This book is for all those who were enthralled when reading ‘Shantaram’, and those who have had a chance to visit Goa. But also for those who plan to immerse themselves in the noisy, bright, unmatched vibes of the universal capital of downshifters, two-week tourists, yogis, Israeli demobs, freaks, smokers, and dancers of all types. This book is about the paradise resort’s carefree and happy façade, and its insides. About the illusory freedom provided by psychedelics, and the very real imprisonment of an Indian jail. About the immutability of the karmic law of cause and effect, and the surrealism of Indian justice. About the ups and downs of the author’s fortunes, his naivety, illusions, coming of age, and inner transformation. Reading this book, empathizing with the author and recognizing many of its characters, I couldn’t put it down. The narrative doesn’t let you go, as everything that is described, no matter how tragic, incredible and phantasmagoric it is at times, was experienced and is told from the first-person perspective.
Alexander Nariniani, chief editor of the Orientale publishing house
A scream book, a confession book, a book about the life of a foreigner in Goa during the last decade, which unfolds through two narratives about the promised land: the found and the lost. In one of them, Vasya undergoes a transformation from businessman to psychedelic explorer, and in the other he serves time in a Goan jail. It is about how ‘heaven without hell can unnoticeably turn into hell’, which is fascinating not only to the wide gallery of characters that played a direct role in the described events, but also to the new generation of psychedelic Jedis willing to learn from their predecessors’ mistakes.
Anastasia Gritsay, chief editor of Colors of Goa magazine
A psychologically revealing, flash-back-filled, first person account of a small-time wheeler-dealer’s transformational ideological crusade, taking him from the ‘Wild East’ corruption of ‘90s Russia, via the illusory psychedelic liberation of Goa’s tropical beach paradise – viewed through the prism of a narrator stranded in the farcical existential vacuum of awaiting justice from the Indian legal system.

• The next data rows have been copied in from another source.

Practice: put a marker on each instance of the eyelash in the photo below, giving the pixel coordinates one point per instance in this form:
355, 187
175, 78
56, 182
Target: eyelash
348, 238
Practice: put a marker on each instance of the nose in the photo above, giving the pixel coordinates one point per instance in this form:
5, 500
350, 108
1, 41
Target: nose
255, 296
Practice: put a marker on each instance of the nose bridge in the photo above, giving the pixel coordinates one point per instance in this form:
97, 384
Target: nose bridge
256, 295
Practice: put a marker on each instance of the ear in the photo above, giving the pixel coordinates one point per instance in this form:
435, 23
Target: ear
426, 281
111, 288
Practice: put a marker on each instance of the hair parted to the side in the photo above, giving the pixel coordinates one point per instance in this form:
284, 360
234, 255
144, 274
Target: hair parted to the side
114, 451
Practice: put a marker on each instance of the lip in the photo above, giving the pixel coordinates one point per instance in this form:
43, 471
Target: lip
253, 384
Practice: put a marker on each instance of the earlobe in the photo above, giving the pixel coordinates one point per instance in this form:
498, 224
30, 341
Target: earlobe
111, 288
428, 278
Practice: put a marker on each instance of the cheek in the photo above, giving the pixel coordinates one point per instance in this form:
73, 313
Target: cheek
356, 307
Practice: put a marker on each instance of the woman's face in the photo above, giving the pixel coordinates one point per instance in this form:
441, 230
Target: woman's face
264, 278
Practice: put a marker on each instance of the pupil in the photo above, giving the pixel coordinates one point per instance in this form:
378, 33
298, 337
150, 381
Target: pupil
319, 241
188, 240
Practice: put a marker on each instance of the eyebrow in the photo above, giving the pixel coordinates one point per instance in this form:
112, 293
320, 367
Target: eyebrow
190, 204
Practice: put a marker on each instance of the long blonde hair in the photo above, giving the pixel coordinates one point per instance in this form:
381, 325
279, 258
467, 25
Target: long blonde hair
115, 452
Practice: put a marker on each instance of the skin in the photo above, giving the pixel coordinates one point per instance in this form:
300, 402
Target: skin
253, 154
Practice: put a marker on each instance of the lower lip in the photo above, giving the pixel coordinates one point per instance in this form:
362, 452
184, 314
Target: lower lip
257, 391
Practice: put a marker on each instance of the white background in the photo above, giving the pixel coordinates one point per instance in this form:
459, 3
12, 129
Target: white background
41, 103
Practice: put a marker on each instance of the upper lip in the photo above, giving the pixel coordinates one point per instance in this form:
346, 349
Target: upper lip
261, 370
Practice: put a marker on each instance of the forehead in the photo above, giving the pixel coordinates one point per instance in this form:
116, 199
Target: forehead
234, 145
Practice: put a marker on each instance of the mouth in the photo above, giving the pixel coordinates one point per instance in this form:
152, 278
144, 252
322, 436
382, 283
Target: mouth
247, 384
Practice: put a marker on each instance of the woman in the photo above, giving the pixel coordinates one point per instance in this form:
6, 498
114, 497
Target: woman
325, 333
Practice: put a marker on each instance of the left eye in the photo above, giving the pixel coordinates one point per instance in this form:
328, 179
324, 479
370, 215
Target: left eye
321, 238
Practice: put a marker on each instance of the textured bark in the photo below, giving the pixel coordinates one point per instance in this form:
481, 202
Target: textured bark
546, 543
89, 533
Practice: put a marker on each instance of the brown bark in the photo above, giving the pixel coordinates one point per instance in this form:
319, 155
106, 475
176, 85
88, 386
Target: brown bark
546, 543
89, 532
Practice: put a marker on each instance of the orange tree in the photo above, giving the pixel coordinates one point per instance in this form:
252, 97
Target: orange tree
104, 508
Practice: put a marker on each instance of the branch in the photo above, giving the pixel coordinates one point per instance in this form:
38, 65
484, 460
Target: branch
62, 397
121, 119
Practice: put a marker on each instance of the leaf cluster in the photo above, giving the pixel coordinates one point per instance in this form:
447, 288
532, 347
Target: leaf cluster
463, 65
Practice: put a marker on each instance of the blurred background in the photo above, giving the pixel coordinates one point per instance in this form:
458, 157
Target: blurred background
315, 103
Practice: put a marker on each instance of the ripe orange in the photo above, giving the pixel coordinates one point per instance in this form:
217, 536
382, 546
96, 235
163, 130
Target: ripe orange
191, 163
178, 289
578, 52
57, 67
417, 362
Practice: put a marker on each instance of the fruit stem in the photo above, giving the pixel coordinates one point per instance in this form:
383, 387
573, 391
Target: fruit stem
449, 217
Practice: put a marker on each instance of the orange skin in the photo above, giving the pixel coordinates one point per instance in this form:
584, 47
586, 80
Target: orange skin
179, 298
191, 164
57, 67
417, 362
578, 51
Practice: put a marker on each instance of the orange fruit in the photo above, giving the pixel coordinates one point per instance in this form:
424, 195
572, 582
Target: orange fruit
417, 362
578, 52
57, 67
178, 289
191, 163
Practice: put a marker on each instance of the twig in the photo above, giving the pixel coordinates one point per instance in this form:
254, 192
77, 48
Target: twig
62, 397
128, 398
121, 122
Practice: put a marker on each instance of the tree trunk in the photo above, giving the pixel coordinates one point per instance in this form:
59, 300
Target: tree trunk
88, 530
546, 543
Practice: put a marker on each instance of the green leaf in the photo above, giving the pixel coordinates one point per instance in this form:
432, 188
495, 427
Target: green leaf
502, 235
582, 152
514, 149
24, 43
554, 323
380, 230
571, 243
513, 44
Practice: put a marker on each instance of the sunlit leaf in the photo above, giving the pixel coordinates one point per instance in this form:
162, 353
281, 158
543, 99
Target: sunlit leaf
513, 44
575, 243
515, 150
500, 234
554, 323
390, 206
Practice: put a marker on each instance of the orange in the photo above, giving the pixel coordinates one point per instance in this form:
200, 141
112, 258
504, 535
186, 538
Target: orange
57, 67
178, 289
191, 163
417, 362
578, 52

Nicholas White, translator and editor, Navigator newspaper
An ordinary Russian guy named Vasiliy lives in the north of the Indian state of Goa. He has a beautiful wife, a smart daughter, and his own restaurant on the shore, where you can have a taste of hash cake and wash it down with real kvass – an old Russian beverage – for just 100 rupees. Vasya and his friends consider themselves psychedelic ‘Che Guevaras,’ and help their fellow citizens – both true downshifters and ‘two-week trippers’ – make a quantum leap in consciousness. But Vasya’s prolonged journey through wonderful India, where desires tend to materialize and time is ‘as thick as a mango smoothie’, gradually turns into a bad trip. It is a narrative about how ‘heaven without hell can unnoticeably turn into hell’, which is fascinating not only to the wide gallery of characters that took a direct part in the described events, but also to the new generation of psychedelic Jedis, willing to learn from their mistakes of their predecessors.